Le chef de l’Etat Emmanuel Macron et sa femme Brigitte quittent Notre-Dame de Paris, le 15 avril. Philippe Wojazer / AP
La cathédrale brûle et soudain la République se fige. Sur le parvis de Notre-Dame de Paris se trouvent le point zéro des routes de France et le point d’arrêt de la politique. Emmanuel Macron devait prononcer, lundi 15 avril, à 20 heures, l’allocution télévisée post-grand débat censée relancer son quinquennat et lui permettre de renouer le lien avec les Français.

Dès 18 h 50, quand les premières flammes sont apparues sur le toit de l’édifice quasi millénaire, le fétu de l’actualité s’est trouvé balayé. Allocution reportée sine die. « Notre-Dame de Paris en proie aux flammes. Emotion de toute une nation, a tweeté le président de la République. Pensée pour tous les catholiques et pour tous les Français.

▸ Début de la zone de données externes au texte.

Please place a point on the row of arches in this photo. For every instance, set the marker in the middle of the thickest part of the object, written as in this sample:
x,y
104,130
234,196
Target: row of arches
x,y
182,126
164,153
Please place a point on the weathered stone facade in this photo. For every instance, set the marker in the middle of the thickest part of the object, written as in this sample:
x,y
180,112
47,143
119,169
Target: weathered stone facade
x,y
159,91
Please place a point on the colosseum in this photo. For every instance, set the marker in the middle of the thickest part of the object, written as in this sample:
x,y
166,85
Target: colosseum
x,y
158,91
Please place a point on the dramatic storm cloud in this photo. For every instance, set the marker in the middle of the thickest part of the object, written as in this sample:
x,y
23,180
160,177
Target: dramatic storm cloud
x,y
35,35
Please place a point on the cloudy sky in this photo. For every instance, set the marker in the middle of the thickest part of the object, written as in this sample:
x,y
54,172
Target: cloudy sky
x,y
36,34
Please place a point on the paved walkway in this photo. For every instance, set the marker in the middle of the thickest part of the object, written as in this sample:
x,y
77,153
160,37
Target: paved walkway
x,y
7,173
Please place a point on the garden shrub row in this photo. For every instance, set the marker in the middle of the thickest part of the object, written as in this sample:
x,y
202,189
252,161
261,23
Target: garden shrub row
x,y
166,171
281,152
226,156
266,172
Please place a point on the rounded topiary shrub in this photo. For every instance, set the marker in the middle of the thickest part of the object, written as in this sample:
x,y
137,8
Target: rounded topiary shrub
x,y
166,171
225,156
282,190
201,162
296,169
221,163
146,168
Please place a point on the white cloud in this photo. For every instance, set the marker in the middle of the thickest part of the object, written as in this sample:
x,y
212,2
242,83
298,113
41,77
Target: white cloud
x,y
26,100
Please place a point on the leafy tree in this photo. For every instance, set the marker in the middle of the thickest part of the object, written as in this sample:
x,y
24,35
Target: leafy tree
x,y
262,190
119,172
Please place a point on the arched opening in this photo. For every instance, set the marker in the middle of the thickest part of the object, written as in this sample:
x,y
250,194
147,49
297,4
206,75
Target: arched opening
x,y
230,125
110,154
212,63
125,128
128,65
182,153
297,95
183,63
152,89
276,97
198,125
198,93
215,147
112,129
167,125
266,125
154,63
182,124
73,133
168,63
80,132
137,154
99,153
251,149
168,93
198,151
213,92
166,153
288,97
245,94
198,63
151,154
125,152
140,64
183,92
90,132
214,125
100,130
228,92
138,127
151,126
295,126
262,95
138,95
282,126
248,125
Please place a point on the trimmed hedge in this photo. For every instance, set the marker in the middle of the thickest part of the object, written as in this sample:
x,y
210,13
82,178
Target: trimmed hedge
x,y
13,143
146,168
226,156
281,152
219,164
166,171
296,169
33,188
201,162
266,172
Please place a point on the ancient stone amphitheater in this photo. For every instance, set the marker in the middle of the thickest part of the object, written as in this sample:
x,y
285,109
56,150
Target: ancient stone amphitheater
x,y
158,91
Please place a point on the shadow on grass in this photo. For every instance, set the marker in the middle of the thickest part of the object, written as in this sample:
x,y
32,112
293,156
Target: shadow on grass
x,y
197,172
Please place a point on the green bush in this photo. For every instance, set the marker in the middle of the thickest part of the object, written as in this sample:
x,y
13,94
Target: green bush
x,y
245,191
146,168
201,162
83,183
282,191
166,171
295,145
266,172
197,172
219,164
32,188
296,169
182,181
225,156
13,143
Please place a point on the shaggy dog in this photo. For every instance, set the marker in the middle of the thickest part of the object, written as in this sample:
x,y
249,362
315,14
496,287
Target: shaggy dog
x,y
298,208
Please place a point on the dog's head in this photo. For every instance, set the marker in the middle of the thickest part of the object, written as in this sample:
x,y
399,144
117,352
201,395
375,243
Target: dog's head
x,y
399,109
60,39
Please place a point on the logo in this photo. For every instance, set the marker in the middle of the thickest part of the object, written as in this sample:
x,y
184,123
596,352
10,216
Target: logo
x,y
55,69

Comme tous nos compatriotes, je suis triste ce soir de voir brûler cette part de nous. »

Au lendemain de son élection, en 2017, le jeune chef de l’Etat de 39 ans avait entendu cette alerte de la part du président du Sénat, Gérard Larcher : « Cela va vous faire drôle, à votre âge, mais vous êtes le père de la nation. » Quand l’histoire frappe à la porte, il n’y a qu’à lui ouvrir.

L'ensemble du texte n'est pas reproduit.